At the Gates is a 4X strategy video game by Jon Shafer, the lead designer of Civilization V. Like Civilization V, the game is played on a hex map. Players control a barbarian tribe, and their aim is to accelerate the fall of the Western Roman Empire. The map changes with the seasons, and resources are gradually depleted, forcing the players to migrate their tribe.

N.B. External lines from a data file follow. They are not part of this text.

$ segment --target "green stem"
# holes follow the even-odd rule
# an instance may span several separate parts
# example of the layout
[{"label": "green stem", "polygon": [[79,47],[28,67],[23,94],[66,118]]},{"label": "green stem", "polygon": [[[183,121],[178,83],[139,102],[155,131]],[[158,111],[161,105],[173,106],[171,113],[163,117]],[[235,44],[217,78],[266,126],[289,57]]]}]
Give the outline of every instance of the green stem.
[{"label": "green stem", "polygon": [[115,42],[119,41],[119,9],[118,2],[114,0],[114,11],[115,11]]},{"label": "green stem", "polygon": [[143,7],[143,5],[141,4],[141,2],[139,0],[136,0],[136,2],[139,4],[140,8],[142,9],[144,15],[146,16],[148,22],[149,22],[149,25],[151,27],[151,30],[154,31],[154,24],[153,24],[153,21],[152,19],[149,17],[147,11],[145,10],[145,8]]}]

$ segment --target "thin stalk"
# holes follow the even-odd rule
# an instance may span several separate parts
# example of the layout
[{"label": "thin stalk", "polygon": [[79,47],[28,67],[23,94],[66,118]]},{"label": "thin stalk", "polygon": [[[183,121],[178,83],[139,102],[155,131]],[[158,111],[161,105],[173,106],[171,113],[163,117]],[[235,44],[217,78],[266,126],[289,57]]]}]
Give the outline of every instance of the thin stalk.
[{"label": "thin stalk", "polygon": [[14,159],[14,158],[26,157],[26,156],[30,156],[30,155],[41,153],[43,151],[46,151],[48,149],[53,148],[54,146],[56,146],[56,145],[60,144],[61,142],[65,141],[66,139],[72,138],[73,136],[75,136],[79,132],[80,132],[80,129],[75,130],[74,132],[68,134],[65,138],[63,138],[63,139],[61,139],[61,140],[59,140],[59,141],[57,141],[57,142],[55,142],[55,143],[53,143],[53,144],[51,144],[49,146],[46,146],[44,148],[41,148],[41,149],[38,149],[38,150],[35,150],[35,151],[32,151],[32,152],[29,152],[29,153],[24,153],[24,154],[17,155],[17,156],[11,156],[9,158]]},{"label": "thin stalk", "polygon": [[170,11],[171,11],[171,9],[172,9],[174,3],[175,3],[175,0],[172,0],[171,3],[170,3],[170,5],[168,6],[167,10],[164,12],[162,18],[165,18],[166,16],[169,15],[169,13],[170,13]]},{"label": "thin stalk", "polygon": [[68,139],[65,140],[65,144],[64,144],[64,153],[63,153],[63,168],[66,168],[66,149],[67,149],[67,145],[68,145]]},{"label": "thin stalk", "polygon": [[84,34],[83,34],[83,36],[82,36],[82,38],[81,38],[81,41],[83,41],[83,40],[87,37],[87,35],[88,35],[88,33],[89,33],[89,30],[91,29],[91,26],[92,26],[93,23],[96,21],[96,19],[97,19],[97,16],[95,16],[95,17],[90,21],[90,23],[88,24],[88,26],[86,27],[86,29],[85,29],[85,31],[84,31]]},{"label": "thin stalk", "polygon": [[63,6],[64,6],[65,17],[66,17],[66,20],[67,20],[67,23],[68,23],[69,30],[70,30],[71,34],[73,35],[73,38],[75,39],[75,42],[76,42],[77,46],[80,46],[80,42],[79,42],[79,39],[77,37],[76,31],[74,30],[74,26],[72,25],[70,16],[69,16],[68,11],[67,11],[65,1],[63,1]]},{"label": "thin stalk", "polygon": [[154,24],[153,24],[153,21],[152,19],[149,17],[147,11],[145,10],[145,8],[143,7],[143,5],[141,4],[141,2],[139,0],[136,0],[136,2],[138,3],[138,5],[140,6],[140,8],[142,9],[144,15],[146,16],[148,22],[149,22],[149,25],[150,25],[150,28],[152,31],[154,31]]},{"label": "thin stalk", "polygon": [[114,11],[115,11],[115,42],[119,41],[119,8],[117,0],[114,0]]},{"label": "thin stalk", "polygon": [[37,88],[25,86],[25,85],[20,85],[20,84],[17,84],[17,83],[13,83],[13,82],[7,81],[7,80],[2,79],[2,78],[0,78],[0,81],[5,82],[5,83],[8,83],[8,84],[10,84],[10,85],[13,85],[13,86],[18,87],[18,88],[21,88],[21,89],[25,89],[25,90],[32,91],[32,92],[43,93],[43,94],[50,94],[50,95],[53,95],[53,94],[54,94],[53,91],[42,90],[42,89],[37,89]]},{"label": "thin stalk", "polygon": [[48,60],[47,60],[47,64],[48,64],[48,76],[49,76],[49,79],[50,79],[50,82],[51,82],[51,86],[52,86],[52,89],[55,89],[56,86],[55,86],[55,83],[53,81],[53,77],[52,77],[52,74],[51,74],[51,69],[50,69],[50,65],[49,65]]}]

After realizing he missed being able to work on a video game instead of managing its production, Shafer first announced At the Gates in 2013, after stepping away from former employer Stardock. The game was partially funded through a Kickstarter crowdfunding campaign, raising $106,283 in March of that year. Originally scheduled for release in June 2014, the game was still unfinished even as Shafer began working for Paradox Interactive full-time in May 2017, with development continuing in Shafer's spare time. Conifer Games released At the Gates on January 23, 2019, after spending seven years in development.

== Development ==
Before his work on At the Gates, Shafer was employed at Stardock. He first helped the company redesign Elemental: War of Magic, after its initial 2010 release received poor reviews. After releasing the remake, Elemental: Fallen Enchantress, in 2012, Shafer received an opportunity to helm his own project. However, he realized during its development that managing the project wasn't nearly as enjoyable to him as making the game itself, stating, "it snowballs into this big chain of pain. You're trying to end up with something good, and it's hard".

In 2013, Shafer announced that he had left Stardock to form his own company, Conifer Games. He also reported that At the Gates would be Conifer Games' first title, which would be scheduled for release in June 2014. After announcing the project on crowdfunding platform Kickstarter, the game successfully raised $106,283 in funds towards its development in March 2013. Joining Shafer to work on the project was artist Kay Fedewa and programmer Jonathan Christ. Like Shafer, Fedewa and Christ were unpaid, but Shafer was the only one working full-time on the project.

Initially, At the Gates began as a "prototype of ideas" that Shafer wanted to try, such as cyclical map changes in the form of seasons. He also wanted to use his new game as an opportunity to improve on the work he did for Civilization V, criticizing his previous attempt at AI design, as well as his decision to let map tiles be occupied by only one character unit at a time. Work on the game had already begun a year before Shafer first announced the project.

Alpha testing began in October 2013, with Shafer setting a revised target release date of 2015, stating, "the goal with [At the Gates] is not just to make a strategy game that not only breaks new ground but also one that is polished at release". Inspired by other games like Crusader Kings, Shafer began adding more features to At the Gates beyond its original scope, significantly extending development time. This led to him struggling with balancing work and his personal life, ultimately causing him to stop posting updates on Kickstarter. Describing this period, Shafer noted:I was in a situation where everything had fallen apart. I hadn’t worked on the game in a while. I wasn’t [answering] emails or paying bills or talking to people or anything. Everything just completely shut down.As the game became increasingly delayed, Shafer took on a position at Paradox Interactive in May 2017, opting to split time between developing At the Gates and working for Paradox. However, it was announced after six months that he would be leaving the studio over creative differences.

After seven years of development, At the Gates was released on January 23, 2019.

== Reception ==
At the Gates received "mixed or average" reviews from critics, according to the review aggregation website Metacritic. PC Gamer wrote, "Passive AI and a flawed economy ruin what could have been a refreshing 4X experiment." Fellow review aggregator OpenCritic assessed that the game received fair approval, being recommended by 40% of critics. IGN wrote, "At the Gates tries some ambitious new ideas that, in time, may leave a mark on the 4X genre. But today, it's far too broken to recommend." Game Informer praised the combination of 4X gameplay with roguelike elements.